Food

Sushi Taro

A neighborhood sushi house that bows to tradition.

The food: No crazy, creative rolls here, just well-executed maki classics such as spicy tuna, yellowtail with scallion, and eel with cucumber. The lengthy nigiri roster offers more variety than most, with three grades of tuna (regular, medium fatty, and fatty toro), three kinds of mackerel, and four different clams. Beyond raw fish and vinegared rice, there’s a yakitori list of more than 20 charcoal-grilled skewers—from broccoli to chicken liver to beef hearts. Other non-sushi entrées include tempura assortments, teriyaki, and udon or soba noodles served hot or cold.

The scene: This easily missed second floor space above a CVS is one of Washington’s oldest and most authentic sushi bars.

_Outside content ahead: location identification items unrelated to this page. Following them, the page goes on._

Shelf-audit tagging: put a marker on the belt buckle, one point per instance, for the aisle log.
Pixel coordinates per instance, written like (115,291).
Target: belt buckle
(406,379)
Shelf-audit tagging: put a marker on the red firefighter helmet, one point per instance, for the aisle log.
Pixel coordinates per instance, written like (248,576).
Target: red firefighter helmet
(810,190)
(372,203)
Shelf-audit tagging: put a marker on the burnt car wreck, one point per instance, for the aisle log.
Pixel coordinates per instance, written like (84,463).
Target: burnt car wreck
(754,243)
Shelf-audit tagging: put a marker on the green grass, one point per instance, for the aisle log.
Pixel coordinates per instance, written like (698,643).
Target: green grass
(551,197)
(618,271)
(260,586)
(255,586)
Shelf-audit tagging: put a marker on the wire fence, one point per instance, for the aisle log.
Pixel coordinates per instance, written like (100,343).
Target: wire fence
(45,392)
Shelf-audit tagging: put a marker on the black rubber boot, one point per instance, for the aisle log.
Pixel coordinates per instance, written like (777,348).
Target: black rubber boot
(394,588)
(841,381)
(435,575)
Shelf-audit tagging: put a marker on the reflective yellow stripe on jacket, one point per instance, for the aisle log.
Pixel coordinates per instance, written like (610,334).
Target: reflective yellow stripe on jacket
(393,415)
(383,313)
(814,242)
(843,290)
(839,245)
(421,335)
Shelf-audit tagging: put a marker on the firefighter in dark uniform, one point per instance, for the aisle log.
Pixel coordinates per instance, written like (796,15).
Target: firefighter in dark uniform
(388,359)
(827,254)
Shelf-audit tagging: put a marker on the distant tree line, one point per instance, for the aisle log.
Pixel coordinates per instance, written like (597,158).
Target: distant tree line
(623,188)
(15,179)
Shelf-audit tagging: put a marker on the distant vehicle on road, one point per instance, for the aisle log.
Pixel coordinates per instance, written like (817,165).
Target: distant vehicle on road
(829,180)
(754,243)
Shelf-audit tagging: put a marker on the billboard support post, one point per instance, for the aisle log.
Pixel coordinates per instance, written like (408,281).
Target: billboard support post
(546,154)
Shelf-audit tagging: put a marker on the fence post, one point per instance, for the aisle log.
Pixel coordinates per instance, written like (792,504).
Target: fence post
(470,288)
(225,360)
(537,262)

It’s a favorite of Japanese expats and visiting dignitaries as well as crowds from the Dupont/Logan Circle neighborhoods, so expect to wait for a table, even on a weeknight. A handsome cherrywood sushi bar is the main attraction, taking up about half the restaurant. From a perch along the bar, diners watch multiple sushi chefs turn out platter after platter. Lively groups congregate on Japanese mats at low tables, but there are also traditional tables and chairs. With no bar area to speak of, waiting patrons crowd the small space near the host stand.

What’s nearby: Sushi Taro’s 17th Street location is within two blocks of the Dupont Circle Metro station (Red Line). With its proximity to both Dupont and Logan circles, there’s lots of retail nearby and plenty of bars to check out before or after dinner.

Insider tips: Though Sushi Taro takes limited reservations (until 12:30 at lunch and 7 at dinner), much of the restaurant is left open for walk-ins. The wait time the host quotes is usually spot on, so put your name on the list and grab a drink down the street at Jack’s or the Fox and Hounds instead of fighting for space in the tiny waiting area.
You can keep tabs down by ordering a mix of yakitori and sushi—the raw stuff may be on the pricey side (two pieces of nigiri range from $4.50 to $9.50), but many of the tasty skewers are just $1.50.
The restaurant offers discounted, validated parking ($3) at the Colonial garage on P Street (between 16th and 17th streets).